Support for Administrative Service - Comments (Based on n = 58 comments)
What worked well
- Improved administrative processes, clearer communication, and governance (e.g., streamlined approval paths, committee decision-making) that many staff say reduced friction.
- Reliable technical and resourcing support: timely provision of equipment, accessible IT help, and effective management of supplies and meeting-room booking.
- Responsive administrative colleagues and office-level support (named administrators and teams were repeatedly praised for practical help and proactive assistance).
What could be improved
- Faster, clearer recruitment and onboarding: reduce hiring delays, standardize orientation materials and assignment of responsibilities to speed new staff up to productivity.
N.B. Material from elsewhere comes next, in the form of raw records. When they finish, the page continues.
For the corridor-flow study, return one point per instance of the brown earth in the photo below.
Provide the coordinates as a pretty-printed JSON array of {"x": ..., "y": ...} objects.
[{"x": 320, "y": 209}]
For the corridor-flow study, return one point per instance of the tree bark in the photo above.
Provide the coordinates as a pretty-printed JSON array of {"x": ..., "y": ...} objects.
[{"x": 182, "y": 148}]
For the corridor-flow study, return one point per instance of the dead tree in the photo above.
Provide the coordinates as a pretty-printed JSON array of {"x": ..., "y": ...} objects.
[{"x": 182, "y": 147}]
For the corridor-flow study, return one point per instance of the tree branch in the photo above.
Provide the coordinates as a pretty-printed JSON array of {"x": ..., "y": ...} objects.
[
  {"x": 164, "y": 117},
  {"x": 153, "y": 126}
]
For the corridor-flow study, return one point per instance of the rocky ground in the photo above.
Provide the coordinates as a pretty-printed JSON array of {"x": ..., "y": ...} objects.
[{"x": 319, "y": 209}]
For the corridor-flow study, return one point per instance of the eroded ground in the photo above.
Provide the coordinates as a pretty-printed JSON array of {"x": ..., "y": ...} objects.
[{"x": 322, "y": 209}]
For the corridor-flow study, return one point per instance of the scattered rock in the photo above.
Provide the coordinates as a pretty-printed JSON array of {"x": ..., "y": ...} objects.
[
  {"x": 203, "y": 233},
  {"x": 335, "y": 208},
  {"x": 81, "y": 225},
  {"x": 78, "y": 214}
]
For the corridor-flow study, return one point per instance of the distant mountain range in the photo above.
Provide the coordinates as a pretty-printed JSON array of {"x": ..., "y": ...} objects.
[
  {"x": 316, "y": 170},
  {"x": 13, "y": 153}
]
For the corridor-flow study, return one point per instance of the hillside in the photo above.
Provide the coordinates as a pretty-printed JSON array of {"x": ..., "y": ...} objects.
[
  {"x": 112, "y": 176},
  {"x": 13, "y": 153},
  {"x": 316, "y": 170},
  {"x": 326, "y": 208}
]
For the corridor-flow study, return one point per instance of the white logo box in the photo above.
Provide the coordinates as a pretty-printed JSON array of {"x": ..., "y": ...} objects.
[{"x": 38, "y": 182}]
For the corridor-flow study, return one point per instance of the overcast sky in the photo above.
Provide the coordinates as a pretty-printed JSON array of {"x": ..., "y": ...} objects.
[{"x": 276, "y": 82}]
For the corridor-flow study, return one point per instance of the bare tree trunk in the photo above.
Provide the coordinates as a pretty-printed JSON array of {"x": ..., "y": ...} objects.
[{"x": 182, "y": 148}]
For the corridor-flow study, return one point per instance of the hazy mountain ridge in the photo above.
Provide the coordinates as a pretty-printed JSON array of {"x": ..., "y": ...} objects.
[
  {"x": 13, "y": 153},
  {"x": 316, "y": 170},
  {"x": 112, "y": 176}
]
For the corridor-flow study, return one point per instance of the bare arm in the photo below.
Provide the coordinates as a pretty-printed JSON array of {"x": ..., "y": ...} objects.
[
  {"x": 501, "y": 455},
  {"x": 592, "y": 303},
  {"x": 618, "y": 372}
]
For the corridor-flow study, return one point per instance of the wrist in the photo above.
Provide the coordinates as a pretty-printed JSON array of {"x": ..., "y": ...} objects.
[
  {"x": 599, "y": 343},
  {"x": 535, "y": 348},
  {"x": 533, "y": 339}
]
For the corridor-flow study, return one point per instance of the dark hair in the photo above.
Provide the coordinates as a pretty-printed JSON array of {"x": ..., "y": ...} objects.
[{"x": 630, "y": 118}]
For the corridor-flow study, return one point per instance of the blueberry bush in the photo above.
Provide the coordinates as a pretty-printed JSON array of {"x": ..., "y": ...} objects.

- Recognition, wellbeing, and psychological safety: implement consistent recognition programs, stronger wellness supports, and actions to address microaggressions and inclusion gaps.
- Financial and role capacity: add financial/administrative staffing and clarify roles and accountability to avoid overload, downstream delays, and risk of burnout for key individuals.
Group priorities
Non-Academic Staff
- Top priority: strengthen health and well‑being supports and psychological safety. While the group's ratings for these issues were generally high, some comments reflected poor experiences requiring attention--especially to ensure psychological safety.
Academic Teaching Staff
- Top priority: speed up recruitment and improve onboarding processes (clearer orientation materials, assignment of admin tasks) — aligns with the group's lower rating for recruitment and onboarding (70%).
Academic Faculty
- Top priority: increase financial and administrative support for faculty and labs — aligns with the group's low rating for financial and budgetary services (30%) noted in the quantitative results.
Consistency check (vs. ratings)
- Overall technical support and supply management score very highly in the quantitative data, yet multiple comments cite persistent tech issues (skills lab audio, disorganized shared drives) — specific operational gaps appear despite strong aggregate ratings.
- Recruitment/onboarding shows a positive change in some aggregate results, but numerous comments (especially from teaching staff) describe slow hiring and weak orientation processes, indicating uneven experiences across groups.
- Financial services are identified as a clear problem in faculty comments and low faculty ratings (consistent); recognition and wellbeing are also flagged qualitatively and match lower ratings for recognition overall, so these are coherent concerns rather than contradictions.